Just 30 minutes before my flight was supposed to take off my heart sank as I listened to the announcement that no traveler ever wants to hear: “We regret to inform you but flight EZS1345 to Rome has been cancelled.” WHAT?!?! I couldn’t believe what I’d just heard and a million and one worries popped into my head: What about Khara? What about my bus from the airport? Will I get a refund for the first night’s accommodation? AHHHH.
They then went on to say that they had organised for everyone to be booked onto a flight early the next morning and that we would all be put up in a hotel for the night and an airport shuttle organised. I weighed up the option of going back home but then realised that with the hour commute to the airport I’d have to leave at the ridiculous hour of 3AM. I decided to go with the rest of the crowd, pick up my voucher for the hotel and stay the night in Geneva.

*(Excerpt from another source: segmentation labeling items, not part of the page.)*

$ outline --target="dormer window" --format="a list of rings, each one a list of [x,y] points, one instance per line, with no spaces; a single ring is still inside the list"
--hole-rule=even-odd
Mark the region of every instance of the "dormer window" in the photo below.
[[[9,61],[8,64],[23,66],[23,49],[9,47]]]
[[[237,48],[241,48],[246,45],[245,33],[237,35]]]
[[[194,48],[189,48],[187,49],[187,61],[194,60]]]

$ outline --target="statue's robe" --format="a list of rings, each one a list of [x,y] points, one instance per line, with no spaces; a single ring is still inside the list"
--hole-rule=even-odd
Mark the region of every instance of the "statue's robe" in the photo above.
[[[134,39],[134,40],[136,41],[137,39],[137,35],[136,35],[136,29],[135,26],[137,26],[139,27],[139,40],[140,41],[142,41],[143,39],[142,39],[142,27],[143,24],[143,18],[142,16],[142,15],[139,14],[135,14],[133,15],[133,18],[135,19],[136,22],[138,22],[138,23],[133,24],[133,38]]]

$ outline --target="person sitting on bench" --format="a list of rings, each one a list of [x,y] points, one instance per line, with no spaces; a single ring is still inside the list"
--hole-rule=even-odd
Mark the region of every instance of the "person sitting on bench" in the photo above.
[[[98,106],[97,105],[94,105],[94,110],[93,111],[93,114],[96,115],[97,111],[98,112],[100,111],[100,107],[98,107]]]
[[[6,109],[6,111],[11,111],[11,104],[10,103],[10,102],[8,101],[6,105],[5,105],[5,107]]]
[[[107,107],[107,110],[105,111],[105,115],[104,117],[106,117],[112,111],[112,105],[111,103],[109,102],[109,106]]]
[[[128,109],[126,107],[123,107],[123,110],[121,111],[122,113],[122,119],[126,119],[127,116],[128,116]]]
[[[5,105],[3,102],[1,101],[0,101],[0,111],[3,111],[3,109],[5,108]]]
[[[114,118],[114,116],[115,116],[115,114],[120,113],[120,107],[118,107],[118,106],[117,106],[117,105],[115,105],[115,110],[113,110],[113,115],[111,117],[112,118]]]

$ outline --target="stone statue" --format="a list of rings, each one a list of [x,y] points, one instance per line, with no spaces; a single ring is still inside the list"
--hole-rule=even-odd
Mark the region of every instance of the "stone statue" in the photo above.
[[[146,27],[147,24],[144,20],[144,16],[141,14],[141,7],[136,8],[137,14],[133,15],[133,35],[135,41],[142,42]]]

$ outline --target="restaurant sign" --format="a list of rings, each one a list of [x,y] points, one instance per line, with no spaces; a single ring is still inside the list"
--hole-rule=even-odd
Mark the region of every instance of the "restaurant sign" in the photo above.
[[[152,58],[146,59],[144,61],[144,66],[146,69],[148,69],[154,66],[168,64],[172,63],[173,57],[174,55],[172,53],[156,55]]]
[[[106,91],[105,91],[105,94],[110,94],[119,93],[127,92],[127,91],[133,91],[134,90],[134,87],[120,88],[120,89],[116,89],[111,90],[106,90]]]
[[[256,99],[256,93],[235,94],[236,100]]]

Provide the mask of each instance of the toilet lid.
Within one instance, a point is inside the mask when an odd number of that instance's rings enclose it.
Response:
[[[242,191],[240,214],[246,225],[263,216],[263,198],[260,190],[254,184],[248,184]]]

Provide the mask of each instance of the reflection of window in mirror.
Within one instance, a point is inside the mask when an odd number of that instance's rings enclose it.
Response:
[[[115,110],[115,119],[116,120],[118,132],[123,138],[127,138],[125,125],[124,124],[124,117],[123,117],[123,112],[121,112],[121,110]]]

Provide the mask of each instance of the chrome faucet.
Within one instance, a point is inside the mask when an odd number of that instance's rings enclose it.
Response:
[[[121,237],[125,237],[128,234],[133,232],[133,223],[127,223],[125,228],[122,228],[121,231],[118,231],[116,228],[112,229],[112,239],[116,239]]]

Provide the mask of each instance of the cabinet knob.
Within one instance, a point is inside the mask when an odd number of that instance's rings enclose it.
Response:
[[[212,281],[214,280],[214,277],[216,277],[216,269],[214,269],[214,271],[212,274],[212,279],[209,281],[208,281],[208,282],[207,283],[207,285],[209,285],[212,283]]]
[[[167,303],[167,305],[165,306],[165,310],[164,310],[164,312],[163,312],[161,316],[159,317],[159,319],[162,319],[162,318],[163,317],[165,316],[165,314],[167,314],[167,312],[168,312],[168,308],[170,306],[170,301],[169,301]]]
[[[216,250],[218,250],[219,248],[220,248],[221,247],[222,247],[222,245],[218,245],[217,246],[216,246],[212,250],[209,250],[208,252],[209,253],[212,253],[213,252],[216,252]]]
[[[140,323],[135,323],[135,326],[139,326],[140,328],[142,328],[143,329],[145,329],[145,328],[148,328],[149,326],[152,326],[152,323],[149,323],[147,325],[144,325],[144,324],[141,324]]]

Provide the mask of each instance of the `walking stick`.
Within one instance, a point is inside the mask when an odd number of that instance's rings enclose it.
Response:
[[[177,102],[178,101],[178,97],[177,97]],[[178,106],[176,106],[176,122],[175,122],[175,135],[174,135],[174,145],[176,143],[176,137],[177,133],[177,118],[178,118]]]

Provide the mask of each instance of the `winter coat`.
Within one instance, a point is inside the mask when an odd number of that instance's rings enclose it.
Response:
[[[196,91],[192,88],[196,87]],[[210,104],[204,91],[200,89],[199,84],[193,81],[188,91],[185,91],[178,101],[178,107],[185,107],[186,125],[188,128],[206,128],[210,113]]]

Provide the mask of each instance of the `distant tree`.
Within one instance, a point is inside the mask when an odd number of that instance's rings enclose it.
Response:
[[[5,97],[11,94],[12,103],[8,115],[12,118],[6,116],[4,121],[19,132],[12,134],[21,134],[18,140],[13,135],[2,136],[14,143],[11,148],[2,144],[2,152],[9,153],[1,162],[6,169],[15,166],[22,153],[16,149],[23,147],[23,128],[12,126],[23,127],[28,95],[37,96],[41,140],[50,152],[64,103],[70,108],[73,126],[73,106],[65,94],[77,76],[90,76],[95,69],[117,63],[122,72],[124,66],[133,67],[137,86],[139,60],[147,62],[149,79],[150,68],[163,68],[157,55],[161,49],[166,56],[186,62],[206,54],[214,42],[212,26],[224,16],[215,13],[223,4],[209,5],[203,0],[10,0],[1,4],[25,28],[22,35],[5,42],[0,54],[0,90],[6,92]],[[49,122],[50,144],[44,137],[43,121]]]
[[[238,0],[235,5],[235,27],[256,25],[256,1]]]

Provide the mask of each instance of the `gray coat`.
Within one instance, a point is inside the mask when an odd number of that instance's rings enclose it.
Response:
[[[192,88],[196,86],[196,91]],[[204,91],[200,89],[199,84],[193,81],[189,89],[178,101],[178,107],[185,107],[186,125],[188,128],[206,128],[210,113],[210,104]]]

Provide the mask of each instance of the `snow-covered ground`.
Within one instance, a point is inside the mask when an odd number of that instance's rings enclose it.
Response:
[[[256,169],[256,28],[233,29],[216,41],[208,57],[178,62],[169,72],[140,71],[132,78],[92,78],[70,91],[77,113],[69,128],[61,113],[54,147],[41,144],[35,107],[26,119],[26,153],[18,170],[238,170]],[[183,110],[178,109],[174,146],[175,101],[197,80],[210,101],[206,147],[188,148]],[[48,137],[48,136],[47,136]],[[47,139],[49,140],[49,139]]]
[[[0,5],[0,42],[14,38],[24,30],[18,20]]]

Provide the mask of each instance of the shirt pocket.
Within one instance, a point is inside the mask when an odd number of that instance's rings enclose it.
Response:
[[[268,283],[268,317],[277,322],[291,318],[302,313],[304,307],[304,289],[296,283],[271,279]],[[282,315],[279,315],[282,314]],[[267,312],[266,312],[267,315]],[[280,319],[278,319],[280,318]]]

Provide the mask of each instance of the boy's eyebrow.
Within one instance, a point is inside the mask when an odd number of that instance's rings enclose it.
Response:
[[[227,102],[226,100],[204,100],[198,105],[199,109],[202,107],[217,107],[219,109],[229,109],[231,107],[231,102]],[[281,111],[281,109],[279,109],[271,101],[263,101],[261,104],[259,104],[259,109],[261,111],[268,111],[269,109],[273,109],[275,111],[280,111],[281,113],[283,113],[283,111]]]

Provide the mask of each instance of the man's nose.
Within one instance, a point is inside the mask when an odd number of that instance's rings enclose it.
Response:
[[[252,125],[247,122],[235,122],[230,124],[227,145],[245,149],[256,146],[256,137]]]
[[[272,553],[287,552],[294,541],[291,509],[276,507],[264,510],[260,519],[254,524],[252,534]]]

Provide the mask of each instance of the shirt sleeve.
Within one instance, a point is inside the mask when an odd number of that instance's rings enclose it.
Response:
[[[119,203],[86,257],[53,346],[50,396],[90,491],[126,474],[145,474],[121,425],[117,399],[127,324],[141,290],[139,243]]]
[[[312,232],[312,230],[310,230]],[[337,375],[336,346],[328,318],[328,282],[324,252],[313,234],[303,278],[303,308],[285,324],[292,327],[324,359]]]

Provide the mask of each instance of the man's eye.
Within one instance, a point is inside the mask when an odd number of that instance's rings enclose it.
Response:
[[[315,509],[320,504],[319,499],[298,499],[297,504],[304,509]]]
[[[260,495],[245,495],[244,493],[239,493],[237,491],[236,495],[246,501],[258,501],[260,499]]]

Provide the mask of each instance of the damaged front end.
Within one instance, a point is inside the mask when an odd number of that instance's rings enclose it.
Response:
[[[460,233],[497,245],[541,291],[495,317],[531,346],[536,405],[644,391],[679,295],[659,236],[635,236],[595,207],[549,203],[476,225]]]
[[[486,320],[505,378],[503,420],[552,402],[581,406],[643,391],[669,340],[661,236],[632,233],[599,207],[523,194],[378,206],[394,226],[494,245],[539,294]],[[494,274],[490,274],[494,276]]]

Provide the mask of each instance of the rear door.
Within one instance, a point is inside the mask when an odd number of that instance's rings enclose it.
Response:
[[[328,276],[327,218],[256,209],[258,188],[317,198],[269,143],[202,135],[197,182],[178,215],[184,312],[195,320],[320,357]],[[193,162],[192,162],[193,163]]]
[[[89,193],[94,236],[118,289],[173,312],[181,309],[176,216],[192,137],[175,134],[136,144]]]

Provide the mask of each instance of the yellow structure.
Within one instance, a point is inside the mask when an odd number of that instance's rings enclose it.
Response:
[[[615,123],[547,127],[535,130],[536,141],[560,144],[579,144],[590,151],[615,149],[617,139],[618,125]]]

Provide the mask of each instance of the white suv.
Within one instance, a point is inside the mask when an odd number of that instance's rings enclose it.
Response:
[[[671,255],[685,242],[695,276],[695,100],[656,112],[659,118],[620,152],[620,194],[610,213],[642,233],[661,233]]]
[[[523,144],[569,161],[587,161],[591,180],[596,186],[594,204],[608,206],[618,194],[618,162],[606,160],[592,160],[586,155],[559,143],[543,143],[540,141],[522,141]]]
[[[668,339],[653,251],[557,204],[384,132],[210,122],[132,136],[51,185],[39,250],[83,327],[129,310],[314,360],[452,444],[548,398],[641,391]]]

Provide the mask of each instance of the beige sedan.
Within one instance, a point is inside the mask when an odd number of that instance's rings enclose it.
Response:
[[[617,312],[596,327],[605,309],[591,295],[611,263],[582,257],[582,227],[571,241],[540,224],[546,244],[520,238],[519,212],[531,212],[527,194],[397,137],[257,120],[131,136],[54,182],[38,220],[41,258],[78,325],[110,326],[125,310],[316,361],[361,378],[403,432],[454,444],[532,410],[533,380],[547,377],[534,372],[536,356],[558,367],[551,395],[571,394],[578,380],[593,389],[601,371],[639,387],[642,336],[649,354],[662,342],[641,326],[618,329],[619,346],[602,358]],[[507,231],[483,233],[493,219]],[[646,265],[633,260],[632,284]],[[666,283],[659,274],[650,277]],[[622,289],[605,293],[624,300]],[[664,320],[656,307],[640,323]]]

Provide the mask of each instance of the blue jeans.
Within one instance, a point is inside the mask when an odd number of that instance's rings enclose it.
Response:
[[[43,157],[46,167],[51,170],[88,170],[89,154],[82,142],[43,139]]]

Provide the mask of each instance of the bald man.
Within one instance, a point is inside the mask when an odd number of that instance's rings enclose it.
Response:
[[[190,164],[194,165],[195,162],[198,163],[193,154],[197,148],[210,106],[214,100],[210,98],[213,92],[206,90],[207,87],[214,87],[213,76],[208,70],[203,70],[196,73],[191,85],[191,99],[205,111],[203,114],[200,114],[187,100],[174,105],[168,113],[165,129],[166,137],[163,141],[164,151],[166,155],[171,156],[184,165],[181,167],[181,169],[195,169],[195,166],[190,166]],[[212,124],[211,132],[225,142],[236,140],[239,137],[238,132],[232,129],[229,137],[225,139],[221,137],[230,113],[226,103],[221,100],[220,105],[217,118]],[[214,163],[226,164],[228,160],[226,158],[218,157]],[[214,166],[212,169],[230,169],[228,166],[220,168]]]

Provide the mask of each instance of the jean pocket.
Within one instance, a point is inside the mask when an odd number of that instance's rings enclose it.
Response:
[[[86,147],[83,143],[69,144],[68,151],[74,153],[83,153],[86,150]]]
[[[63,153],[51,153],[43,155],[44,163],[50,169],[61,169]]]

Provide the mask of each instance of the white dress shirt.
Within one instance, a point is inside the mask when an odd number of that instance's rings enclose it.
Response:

The hotel was beautiful and even though this was frustrating I still managed to get to Rome early in the morning and by 10:30 was out making the most of the day.
I cannot begin to describe the joy I felt when I saw Khara walking down the road in Rome towards me. I couldn’t actually believe I was seeing her. It was completely surreal. After long hugs and ‘Oh my word you’re here’ comments we got to the hostel and checked in.
We were then all set and ready to begin our first day in the Eternal City. Our aim for the day was to walk around and just get a feel for the beautiful city. Our first stop was the Spanish Steps which were very unfortunately under construction. We still managed to see them though and walk up to the top, getting an incredible view of the rooftops of Rome.
Next we found the Trevi Fountain. Wow. This has got to be one of my favourite places in Rome. One actually hears the grand fountain before you see it. And when you arrive it’s a bit of challenge trying to find a spot in among all the crowds of tourists. It’s so huge that it’s hard to take it all in in one go. But once you find a spot and get to take in the grandeur of it all, it literally takes your breath away.
Legend has it that if you throw a coin in the fountain you will one day return to Rome. Of course we gave it a go but cleverly remembered to use our South African rand cents instead of the more expensive euros.
The sun was beating down and I couldn’t believe the difference in temperature to that in France! We decided to have our first (of many) gelato. Next we walked on to the famous Pantheon. This for me was the first reminder of the ancient civilisation of Rome. We found a lovely little cobbled alleyway nearby lined with restaurants. We chose one and had our first pizza. It was so wonderful to sit and catch up three months worth of news. Throughout the meal we kept looking at one another in disbelief that this was actually happening. It literally felt like something out of a movie!
With regained energy we made our way to the famous piazza Navona. Dotted with fountains and lined by the looming grand buildings, it was beautiful. We sat a while and enjoyed the gentle sounds of water trickling from the fountains.
Next we made our way to the market at Campo Di Fiori. Unfortunately by this stage in the day the stalls were shutting down and everyone was packing away but nonetheless we got to see some of Italy’s finest fresh produce, pasta and oils.
We passed by this magnificent building as we walked back to our hostel: the Piazza Venezia. It is not something that I had set out for us to see but soon became one of my favourite buildings in Rome. It was just so big and white and you couldn’t help but stopping in awe each time you passed it.
The day ended with a delicious pasta now far from our hostel.
Throughout the day as we turned each corner we would stop and say “wow, that’s beautiful” and snap a photo of the building before us. I don’t know the name or importance of half of these buildings but Rome really is full of them. There isn’t a street without something beautiful. It really just is abundantly rich in stunning architecture.